Sunday, April 08, 2007

Design of Religion: A Case for Universal Scaling

A lot has been said about evolution by notable scientific minds, right from Darwin to Dawkins, throwing in the odd Gregor Mendel and the odder Khorana. Engineers have exploited this too: the use of genetic algorithms to in optimization problems has gained mainstream acceptance. Even if it has not gained "mainstream acceptance", it is quite a nice tool to obfuscate and obscure paper titles and give them an aura of erudite sophistication. “Fin Heat Transfer Enhancement: The Genetic Algorithm- Aritifical Neural Network Approach”

Evolution is a philosophy which explains why things are they way they are. Of course, it explains why manta rays are shaped they way they are; why elephants are so large and humans are so (allegedly) intelligent. But it also applies to the laptop that I am typing on right now, the car which is giving me such a hard time of late (but that's a different story). It applies to the chair that I am sitting on, the music I am listening to. Everything. And also to the religion that some people, alas, believe in and kill in the name of. Hinduism, Islam, Christianity, Judaism and anything else that I might have left behind.

Let me elaborate on what I mean by the evolution of the chair I am sitting on. The first chairs, in the world were, presumably tree stumps (or something similar) that people sat on. Then, some enterprising guy (or gal) decided that having something portable that could be sat on made a lot of sense. So they probably chopped a block off a tree and sat on it at home. And in time with commerce arose a "breed" of people (if I may use that therm inoffensively) who were adept at fashioning tree stumps into stools that other people could use. And these people used tools, which had, in a similar process evolved to make the task of creating a rudimentary stool easy. Chairs made of banana tree trunks would not have worked at all, while chairs working out of teak stems would have worked very well. So, no chair would be made of banana - and more would be made of teak in the future.

Human selection.

And in a few thousand years - presto - we have leather swivel chairs, plastic molded chairs, fold-able outdoor chairs, massage chairs in the airport, those extremely uncomfortable university chairs .. all made to be as comfortable and durable as they can be made for the price they are sold at. Future innovations on chair design, just like the innovations in the past will continue to be market-determined - evolution will move in a direction dictated by overall profits of the chair manufacturing concern.

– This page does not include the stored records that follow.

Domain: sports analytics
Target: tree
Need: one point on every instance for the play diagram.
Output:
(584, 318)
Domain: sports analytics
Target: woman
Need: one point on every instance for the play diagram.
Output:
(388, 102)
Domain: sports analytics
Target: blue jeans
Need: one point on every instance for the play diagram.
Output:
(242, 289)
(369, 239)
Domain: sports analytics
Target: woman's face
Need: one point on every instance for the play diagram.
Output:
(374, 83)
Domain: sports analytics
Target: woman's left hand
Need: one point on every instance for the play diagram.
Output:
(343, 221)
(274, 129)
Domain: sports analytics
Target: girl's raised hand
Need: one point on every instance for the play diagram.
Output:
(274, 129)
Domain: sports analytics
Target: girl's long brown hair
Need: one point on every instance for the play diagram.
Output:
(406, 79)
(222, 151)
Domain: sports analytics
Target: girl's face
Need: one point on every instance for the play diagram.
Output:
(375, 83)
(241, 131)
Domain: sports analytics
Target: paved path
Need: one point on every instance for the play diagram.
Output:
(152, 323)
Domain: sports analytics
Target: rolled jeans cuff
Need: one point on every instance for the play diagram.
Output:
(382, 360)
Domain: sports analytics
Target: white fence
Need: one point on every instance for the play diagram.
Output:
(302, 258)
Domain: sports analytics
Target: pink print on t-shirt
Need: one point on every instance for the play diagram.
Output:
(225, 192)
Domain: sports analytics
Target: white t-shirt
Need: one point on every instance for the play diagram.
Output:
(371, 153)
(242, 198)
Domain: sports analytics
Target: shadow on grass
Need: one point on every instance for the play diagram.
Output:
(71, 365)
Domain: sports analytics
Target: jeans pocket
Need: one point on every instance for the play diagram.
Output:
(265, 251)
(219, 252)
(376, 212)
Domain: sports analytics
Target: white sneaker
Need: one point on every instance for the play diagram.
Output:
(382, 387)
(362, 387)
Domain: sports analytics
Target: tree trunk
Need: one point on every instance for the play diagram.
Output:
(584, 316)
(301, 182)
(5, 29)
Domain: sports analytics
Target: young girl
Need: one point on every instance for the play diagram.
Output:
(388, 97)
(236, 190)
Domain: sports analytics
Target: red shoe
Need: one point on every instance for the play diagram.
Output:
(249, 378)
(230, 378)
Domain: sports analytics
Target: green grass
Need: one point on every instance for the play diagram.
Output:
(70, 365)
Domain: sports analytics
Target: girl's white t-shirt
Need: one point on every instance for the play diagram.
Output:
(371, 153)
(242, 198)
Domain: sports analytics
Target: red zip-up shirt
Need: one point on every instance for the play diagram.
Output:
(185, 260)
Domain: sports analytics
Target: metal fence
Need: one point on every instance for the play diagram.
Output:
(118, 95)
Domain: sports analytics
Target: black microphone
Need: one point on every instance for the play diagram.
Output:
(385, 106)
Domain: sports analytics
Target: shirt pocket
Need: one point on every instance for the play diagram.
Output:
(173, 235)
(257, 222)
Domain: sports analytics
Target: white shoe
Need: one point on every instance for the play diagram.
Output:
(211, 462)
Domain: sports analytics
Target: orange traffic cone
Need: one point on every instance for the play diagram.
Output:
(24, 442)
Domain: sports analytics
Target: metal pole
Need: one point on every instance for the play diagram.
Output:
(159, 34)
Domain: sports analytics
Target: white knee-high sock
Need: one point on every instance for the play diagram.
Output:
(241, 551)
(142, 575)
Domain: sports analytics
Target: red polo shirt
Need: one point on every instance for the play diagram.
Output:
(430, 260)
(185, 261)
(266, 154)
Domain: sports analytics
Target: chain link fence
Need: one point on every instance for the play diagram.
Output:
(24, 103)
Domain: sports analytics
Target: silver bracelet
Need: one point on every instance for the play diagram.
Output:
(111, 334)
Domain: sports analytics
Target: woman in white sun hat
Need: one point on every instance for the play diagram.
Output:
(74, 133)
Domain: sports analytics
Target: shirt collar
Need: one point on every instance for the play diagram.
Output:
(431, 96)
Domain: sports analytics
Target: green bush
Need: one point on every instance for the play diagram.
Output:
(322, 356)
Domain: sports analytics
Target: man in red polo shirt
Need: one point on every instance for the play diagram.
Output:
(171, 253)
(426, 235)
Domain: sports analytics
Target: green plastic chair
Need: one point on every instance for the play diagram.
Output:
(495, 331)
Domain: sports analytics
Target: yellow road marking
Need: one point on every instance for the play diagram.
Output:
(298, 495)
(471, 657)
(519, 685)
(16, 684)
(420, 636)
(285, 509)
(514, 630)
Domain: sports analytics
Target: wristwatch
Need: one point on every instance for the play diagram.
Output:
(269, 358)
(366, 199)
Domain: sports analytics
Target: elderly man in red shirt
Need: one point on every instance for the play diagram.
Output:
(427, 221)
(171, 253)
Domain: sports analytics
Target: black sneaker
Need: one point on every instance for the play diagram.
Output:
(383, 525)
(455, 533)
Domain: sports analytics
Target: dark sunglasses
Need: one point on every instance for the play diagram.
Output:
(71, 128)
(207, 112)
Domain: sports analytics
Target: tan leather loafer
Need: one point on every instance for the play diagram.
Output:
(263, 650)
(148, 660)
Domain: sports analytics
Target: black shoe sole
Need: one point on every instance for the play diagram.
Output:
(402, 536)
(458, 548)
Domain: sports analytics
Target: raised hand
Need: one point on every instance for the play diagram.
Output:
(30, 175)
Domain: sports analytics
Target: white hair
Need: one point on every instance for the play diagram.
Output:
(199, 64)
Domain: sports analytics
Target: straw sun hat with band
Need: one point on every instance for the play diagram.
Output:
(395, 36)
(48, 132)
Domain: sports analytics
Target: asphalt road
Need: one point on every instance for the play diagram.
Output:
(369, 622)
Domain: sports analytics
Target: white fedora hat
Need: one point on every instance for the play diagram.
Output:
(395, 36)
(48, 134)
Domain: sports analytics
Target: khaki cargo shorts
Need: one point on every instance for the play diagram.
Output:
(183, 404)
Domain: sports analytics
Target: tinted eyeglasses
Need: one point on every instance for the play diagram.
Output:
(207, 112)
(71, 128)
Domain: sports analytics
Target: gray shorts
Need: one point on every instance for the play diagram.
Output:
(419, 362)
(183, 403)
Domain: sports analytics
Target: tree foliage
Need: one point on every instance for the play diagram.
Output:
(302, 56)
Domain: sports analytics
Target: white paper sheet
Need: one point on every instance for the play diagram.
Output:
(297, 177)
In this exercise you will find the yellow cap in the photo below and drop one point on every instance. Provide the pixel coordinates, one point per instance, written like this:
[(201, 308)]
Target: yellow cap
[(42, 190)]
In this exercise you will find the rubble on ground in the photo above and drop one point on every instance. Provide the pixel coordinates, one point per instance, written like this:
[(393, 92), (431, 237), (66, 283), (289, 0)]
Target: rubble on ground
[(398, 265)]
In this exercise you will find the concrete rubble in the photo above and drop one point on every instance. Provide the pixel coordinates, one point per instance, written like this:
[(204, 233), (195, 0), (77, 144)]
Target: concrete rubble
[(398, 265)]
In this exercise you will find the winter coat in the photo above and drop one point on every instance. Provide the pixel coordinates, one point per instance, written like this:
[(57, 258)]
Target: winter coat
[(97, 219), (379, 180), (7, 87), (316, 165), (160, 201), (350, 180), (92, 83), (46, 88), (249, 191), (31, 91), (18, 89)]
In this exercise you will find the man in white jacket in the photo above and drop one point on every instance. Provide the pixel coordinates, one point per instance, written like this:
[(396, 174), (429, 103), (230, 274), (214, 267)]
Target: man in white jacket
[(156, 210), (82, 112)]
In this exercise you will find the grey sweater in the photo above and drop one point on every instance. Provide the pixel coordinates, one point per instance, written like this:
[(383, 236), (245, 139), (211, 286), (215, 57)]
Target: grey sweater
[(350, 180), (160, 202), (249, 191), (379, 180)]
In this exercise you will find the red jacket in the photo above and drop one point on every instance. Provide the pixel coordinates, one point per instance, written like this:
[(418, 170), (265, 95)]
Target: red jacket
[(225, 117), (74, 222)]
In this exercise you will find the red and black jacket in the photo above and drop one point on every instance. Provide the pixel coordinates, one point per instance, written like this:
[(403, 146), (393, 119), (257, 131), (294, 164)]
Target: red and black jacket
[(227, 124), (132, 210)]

This brings us to a paradox of sorts.

The chair designers are indeed intelligent. And there have been a large number of intelligent designers working on chairs. This could mean that creationism and evolution can both exist. Or this could also push us into greater irrelevance.

For creationism to be compatible with Human Evolution, one must allow for the possibility of a designer fiddling with the DNA of any living thing and shaping every little variation of weather, every little earthquake, every little green man from mars .. you name it. To do all this, one must envisage a perfect being that does all these things – or an army of less than perfect beings, who design everything in the universe. To them the human being is like a chair. Humans use chairs to sit on. What does this army of omnipotent beings use humans for? Presumably not for sitting on. Maybe we’re just a toy for their children (assuming they do have children). Or maybe we’re reality show (Universal Idol?).

Or maybe, the very concept life is overrated. Maybe in the larger scheme of things, we’re just as significantly insignificant as DNA is to us macroscopically. Maybe we’re all just the DNA for the monsters that we create -viz. Religions, Nations, Sects, Cricket Teams... Maybe the evolution of religion (or Nationalism) is just like the evolution of man; with the DNA strands and RNA strands replaced by men and women – just information carriers. All “intelligent” choices that man makes could be analogous to the randomness and mutation that human evolution survives on.